En España, según el II Plan Estratégico Nacional de la Infancia y la Adolescencia (2013-2016), casi 40.000 menores están tutelados (4.955) o guardados por la Administración (30.614). A estos datos hay que añadir que la crisis económica ha agravado su situación. Actualmente hay 10.000 menores más tutelados por el Estado que en 2007, según el informe Niños, niñas y jóvenes sin hogar en España, presentado durante la Conferencia CRS (Children Rough Sleepers, niños que duermen en la calle), celebrada en la sede de la Comisión Europea en Madrid. Su precariedad es aún más acuciante y la supervisión de su bienestar debe ser primordial.
En Canarias, durante 2013, 1.422 niños y niñas de entre 0 y 6 años vivían en familias de acogida y 937 en centros dependientes de la Comunidad Autónoma
En Canarias, durante 2013, 1.422 niños y niñas de entre 0 y 6 años vivían en familias de acogida y 937 en centros dependientes del Ejecutivo regional, tal y como expresó la consejera de Cultura, Deportes, Política Social y Vivienda, Inés Rojas en una comparecencia celebrada el pasado octubre en el Parlamento.
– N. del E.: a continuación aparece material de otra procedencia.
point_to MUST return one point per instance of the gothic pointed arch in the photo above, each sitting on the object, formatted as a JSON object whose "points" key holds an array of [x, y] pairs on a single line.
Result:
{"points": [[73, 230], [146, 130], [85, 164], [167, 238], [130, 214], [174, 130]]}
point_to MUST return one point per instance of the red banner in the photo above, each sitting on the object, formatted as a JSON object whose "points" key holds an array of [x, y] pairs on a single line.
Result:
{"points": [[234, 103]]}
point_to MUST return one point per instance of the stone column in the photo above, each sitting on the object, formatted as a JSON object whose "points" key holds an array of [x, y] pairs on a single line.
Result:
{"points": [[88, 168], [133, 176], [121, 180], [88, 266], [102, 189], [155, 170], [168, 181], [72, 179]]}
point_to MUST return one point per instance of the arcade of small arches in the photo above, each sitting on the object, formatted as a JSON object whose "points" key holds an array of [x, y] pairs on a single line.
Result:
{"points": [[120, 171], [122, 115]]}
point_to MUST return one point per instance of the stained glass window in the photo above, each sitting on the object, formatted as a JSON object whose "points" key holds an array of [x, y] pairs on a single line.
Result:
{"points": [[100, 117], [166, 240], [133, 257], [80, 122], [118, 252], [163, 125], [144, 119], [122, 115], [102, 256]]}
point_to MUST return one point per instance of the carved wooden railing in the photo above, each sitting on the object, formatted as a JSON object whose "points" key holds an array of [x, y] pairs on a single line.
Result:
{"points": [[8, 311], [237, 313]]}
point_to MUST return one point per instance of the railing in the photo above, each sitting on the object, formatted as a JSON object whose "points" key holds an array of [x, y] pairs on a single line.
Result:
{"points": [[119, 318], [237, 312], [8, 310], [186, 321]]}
Los que se ven obligados a residir en centros de acogida lo hacen porque se encuentran en situación de desamparo, momento que desde el Gobierno de Canarias definen como “aquel en el que se constata que los menores sufren una grave desprotección al verificarse una situación de maltrato que requiere de una actuación inmediata de la Dirección General para garantizar su bienestar”. Pero ¿está supervisado su bienestar realmente en estos centros?
Un caso no tan excepcional
Para conocer mejor la situación, nada mejor que hablar de la vida en un centro de acogida desde dentro, desde las impresiones que, aquellos que un día fueron niños, tienen ahora de adultos, del “hogar” en el que pasaron su infancia. Habrá recuerdos buenos y otros que no lo son tanto, y siempre hay casos particulares que nada tienen que ver con otros, pero en el caso de Estrella, quien vivió en uno desde niña, la experiencia es difícil de olvidar.
Estrella, pseudónimo que hemos decidido utilizar para proteger su identidad, llegó a un centro de acogida de la capital de Tenerife acompañada de sus dos hermanos pequeños cuando solo tenía 8 años. Como tantos otros niños que se ven obligados a vivir en un lugar de estas características, procedía de una familia fuertemente desestructurada. Su padre cumplía condena en un centro penitenciario de la Isla y su madre, drogodependiente, apalizaba a los niños día sí y día también en la cueva que tenían por hogar en un barranco cuando la molestaban interrumpiéndola en su “coloque”. Estrella reconoce que a esa edad “uno es muy consciente de la situación familiar absolutamente desequilibrada en la que vives, crees que lo que te rodea es lo correcto y que ese entorno desborda amor y cariño” y cuenta cómo era habitual y normal para ella quedarse sola durante días con sus hermanos y tener que cuidarlos porque no sabía dónde se encontraba su madre.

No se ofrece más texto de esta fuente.